The parallels matter because they mark a kind of literary lineage. Vargas Llosa stands as a constant reference, a name tied to the craft and to a long love of literature. The new book serves as a personal homage: a letter to the writers who shaped the writer’s sensibility, a nod to the moment when text and life intersect. Reading Vargas Llosa during youth shaped the understanding of what a life in letters could become, and the later work mirrors that ongoing conversation about the craft of the novel.

In this context, how does World Translation evolve with reading maturity?

Books reveal the reader’s evolution. The experience with Joseph Conrad’s Heart of Darkness, and Stendhal’s The Red and the Black, illustrates a shift from youth to maturity. A book returns with new insight, reflecting changed loves, beliefs, and politics. Re-reading becomes a way to measure how much a person has grown, a form of pleasure built on discovering oneself anew through literature.

Which lie seduced you the most among all you read?

Perhaps the most seductive lie was the belief that one could live wholly inside a single crafted world. Reading One Hundred Years of Solitude at seventeen brought a sense that fiction could erase borders and swallow the world. That conviction was powerful and enticing, shaping subsequent reading and writing as if life itself could be rearranged by storytelling.

Which foreign book felt like a personal world you lived in?

To feel unburdened and transported, the reader returns to works like Speech in the Cathedral and James Joyce’s Ulysses. The immersion was intense: months spent with Joyce, chapter by chapter, learning the craft.
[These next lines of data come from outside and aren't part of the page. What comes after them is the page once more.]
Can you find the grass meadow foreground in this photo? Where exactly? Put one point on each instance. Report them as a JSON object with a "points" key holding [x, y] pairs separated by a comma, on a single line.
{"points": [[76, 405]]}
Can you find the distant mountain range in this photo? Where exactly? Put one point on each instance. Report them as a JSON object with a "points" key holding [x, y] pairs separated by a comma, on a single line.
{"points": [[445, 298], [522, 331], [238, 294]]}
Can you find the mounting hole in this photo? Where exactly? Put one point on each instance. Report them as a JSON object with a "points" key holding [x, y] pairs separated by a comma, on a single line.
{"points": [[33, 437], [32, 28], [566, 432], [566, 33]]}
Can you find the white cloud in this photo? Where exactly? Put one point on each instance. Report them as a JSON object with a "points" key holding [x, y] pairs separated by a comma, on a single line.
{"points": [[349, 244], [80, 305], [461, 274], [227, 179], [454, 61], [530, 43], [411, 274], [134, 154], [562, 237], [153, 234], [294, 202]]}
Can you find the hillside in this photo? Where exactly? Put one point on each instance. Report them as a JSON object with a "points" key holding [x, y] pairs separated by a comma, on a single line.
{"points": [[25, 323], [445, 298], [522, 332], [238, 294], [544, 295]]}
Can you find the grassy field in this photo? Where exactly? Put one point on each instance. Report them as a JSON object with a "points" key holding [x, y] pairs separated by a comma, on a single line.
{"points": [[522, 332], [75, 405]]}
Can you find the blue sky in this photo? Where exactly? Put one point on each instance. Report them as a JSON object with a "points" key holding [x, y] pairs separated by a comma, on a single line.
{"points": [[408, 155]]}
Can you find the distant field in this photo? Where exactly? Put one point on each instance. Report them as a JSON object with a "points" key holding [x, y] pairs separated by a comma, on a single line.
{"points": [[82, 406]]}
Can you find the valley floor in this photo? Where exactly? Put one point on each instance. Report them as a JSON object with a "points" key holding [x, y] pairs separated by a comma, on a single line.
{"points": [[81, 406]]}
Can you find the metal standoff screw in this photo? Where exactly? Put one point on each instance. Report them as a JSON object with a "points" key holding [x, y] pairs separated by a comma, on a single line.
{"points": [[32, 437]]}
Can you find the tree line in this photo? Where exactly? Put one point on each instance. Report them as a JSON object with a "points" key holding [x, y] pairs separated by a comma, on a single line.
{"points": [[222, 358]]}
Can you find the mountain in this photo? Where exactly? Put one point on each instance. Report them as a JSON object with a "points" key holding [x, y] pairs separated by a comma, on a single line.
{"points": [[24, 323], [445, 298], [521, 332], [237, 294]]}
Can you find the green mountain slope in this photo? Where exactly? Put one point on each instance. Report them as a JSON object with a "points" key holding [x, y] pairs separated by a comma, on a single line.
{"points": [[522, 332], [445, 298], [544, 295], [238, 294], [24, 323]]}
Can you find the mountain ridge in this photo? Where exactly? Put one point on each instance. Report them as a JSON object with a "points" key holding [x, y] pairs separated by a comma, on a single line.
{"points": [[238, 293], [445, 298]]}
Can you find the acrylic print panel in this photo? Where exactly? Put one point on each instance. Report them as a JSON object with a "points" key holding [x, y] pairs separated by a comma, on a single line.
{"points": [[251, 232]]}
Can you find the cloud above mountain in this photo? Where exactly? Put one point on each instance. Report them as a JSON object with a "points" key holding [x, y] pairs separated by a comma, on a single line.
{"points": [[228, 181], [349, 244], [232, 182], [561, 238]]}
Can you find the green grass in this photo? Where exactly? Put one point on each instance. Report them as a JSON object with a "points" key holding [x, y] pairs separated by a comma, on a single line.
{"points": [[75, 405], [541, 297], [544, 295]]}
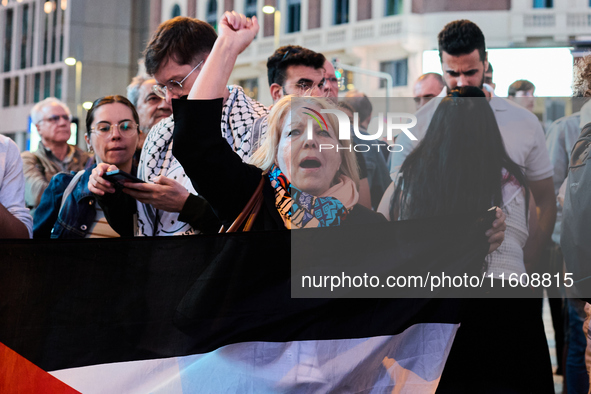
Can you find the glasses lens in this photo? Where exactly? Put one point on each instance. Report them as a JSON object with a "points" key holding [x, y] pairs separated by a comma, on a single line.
{"points": [[103, 128], [159, 90], [174, 88], [127, 128]]}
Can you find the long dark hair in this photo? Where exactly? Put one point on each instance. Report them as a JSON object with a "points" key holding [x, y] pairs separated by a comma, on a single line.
{"points": [[110, 100], [458, 166]]}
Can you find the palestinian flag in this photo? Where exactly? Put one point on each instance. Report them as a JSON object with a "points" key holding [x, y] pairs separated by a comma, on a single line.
{"points": [[215, 314]]}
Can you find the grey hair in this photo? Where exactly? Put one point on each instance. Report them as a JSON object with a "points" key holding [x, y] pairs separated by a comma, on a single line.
{"points": [[133, 90], [37, 116]]}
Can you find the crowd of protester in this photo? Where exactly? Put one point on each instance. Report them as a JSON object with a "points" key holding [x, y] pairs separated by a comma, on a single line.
{"points": [[200, 160]]}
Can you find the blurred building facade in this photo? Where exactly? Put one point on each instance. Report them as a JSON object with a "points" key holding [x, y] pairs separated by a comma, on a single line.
{"points": [[106, 37], [381, 35]]}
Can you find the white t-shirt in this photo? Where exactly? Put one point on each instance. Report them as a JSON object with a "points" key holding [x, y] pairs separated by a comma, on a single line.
{"points": [[12, 182], [521, 131]]}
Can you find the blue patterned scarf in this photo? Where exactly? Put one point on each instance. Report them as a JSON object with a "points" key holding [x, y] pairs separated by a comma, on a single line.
{"points": [[300, 209]]}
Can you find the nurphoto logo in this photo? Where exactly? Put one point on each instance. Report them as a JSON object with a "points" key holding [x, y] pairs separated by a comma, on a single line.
{"points": [[394, 121]]}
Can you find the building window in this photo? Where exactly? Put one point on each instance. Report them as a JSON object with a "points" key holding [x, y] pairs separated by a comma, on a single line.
{"points": [[47, 84], [8, 39], [212, 13], [341, 12], [393, 7], [58, 83], [398, 69], [176, 11], [250, 8], [24, 36], [54, 36], [251, 87], [6, 91], [294, 15], [543, 3], [15, 91], [45, 38], [62, 26]]}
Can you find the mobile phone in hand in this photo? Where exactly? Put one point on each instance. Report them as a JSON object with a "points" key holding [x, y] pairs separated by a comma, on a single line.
{"points": [[120, 177]]}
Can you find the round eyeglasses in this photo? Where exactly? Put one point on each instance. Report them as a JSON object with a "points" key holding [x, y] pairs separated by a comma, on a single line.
{"points": [[175, 88], [126, 128]]}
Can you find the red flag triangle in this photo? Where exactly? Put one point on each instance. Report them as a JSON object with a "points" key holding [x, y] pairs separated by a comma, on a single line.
{"points": [[19, 375]]}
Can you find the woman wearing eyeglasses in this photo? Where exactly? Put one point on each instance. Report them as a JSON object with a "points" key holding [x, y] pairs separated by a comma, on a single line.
{"points": [[112, 132]]}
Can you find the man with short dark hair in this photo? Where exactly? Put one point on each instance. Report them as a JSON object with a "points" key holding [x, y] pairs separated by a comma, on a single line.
{"points": [[331, 81], [292, 69], [150, 107], [464, 61], [488, 76], [174, 56], [53, 120], [426, 87], [522, 92]]}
The first trip to Dublin felt like stepping inside the book, a sensation of living inside a literary city itself.

You argue that the ongoing pull of novels lies in the fascination they ignite, a reason to continue writing and reading.

That is the core reason for this book. It is a note to readers who still see literature as a meeting ground for humanity in a world that sometimes seems less human and more self-absorbed. Literature resists narcissism and invites curiosity about others. As long as those traits endure, fiction will endure as well. If fictional writing dwindles, it may reflect a broader erosion of shared humanity. This is not a distant possibility but a real one to consider.

Long live fiction.

Exactly the same. Long live fiction!